Bücherfragebogen [♂] – 22

22 Das Buch in deinem Regal, das die meisten Seiten hat
Noch vor zwei Wochen hätte ich hier irgendein anderes Werk aus meiner Bibliothek vorstellen müssen, doch mit einem Buchgeschenk, das ich mir selbst zu Weihnachten machte, wurden sämtliche Kandidaten für diese Frage locker enttrohnt: Das »Lesikon der visuellen Kommunikation« – ist ein Buch der Superlative. 9 Jahre lang hat die Autorin Juli Gudehus, Gestalterin und Grafik-Designerin aus Berlin, an ihrem monumentalen Nachschlagewerk gearbeitet, 9.704 Begriffe zusammen getragen, 3.513 Co-Autoren haben ihr mit eigenen Beiträgen geholfen. Wäre das Opus nicht auf hauchdünnem Bibelpapier gedruckt, würden die exakt 3.000 Seiten einen einzelnen Buchband zweifellos sprengen.

Schon am 07. Oktober 2010, dem Tag der Präsentation auf der Frankfurter Buchmesse, machte ein Artikel im Fontblog auf den kuriosen Schinken neugierig. Kurios deshalb, weil sich das Werk – wie schon das Wortspiel »Lesikon« andeutet – der klassischen Nüchternheit herkömmlicher Lexika entzieht, sich seinen Themen stilistisch frei, assoziativ, spielerisch, subjektiv annähert. In einem kurz darauf im selben Blog geposteten Interview mit der Autorin erzählt sie von der nicht immer einfachen Arbeit an ihrem Großprojekt.

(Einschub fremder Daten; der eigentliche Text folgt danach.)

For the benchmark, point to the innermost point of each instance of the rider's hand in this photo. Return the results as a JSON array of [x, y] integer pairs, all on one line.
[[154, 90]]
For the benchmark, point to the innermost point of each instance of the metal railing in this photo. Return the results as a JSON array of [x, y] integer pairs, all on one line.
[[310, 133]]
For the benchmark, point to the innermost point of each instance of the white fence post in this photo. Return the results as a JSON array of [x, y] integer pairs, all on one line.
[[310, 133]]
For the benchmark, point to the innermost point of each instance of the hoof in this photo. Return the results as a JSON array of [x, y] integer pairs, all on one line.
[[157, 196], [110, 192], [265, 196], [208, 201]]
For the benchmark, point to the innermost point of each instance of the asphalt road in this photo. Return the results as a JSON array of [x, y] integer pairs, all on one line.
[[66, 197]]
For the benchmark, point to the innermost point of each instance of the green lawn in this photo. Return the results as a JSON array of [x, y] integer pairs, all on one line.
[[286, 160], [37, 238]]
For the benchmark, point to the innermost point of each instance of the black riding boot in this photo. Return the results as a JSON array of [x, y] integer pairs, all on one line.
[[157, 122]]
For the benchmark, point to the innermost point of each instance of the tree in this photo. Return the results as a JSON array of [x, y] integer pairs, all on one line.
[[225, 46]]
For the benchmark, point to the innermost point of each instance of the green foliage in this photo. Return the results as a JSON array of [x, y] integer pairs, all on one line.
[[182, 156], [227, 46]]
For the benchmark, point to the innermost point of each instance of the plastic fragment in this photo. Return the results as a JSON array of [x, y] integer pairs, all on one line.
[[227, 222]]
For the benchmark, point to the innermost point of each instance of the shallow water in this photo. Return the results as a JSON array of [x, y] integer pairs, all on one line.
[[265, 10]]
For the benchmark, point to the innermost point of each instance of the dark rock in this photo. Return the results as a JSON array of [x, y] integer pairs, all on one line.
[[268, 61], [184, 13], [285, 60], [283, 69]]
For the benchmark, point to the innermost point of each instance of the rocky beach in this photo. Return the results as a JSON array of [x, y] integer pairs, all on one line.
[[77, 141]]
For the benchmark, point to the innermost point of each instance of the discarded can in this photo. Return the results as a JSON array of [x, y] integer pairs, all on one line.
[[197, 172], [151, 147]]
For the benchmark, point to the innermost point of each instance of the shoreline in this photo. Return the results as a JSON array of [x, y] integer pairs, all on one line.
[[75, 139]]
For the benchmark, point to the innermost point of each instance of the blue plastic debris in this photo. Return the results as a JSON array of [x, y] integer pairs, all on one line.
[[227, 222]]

Was der Veröffentlichung folgte, waren wohlwollendste Rezensionen selbst in Medien, die sonst dem wenig massentauglichen Fachthema visuelle Kommunikation eher zaghaft gegenüberstehen: Die FAZ schrieb »Einer der schönsten Sachbuchtitel der jüngeren Zeit«, die ZEIT urteilte »Das Lesikon ist eine Feier der Schwarte in den Zeiten des Internets«, ihm wurde von der Stiftung Buchkunst in der Kategorie »Wissenschaftliche Bücher, Fachbücher« die Auszeichnung »Die schönsten deutschen Bücher 2010« verliehen und natürlich widmeten sich auch weitere Designer- und Typographieblogs, wie etwa Slanted, dem üppigen Druckwerk. Spätestens da war mir klar: dies ist ein Must-have für jeden, der mit Werbung oder Mediengestaltung sein Geld verdient.

Eine schöne Besonderheit abseits der Massenfertigung sind die fünf Lesezeichen-Unikate aus der Druckschnipselsammlung der Autorin, die jedem Band beiliegen, etwa ein echter handschriftlicher Einkaufszettel in Sütterlin-Schrift, eine Tageskarte für die Berliner S-Bahn oder ein Ausschnitt aus der grellen »Schweinebauch«-Beilage eines Lebensmitteldiscounters. Man spürt, wie viel Engagement und Leidenschaft Juli Gudehus in ihr Werk investiert hat. Und das Beste: man muss es auf keinen Fall an einem Stück lesen, sondern kann darin schmökern, blättern und springen wie man will. Was mir persönlich bei der unglaublichen Seitenzahl auf jeden Fall ein großes Stück entgegenkommt.

Der komplette Fragebogen im Überblick.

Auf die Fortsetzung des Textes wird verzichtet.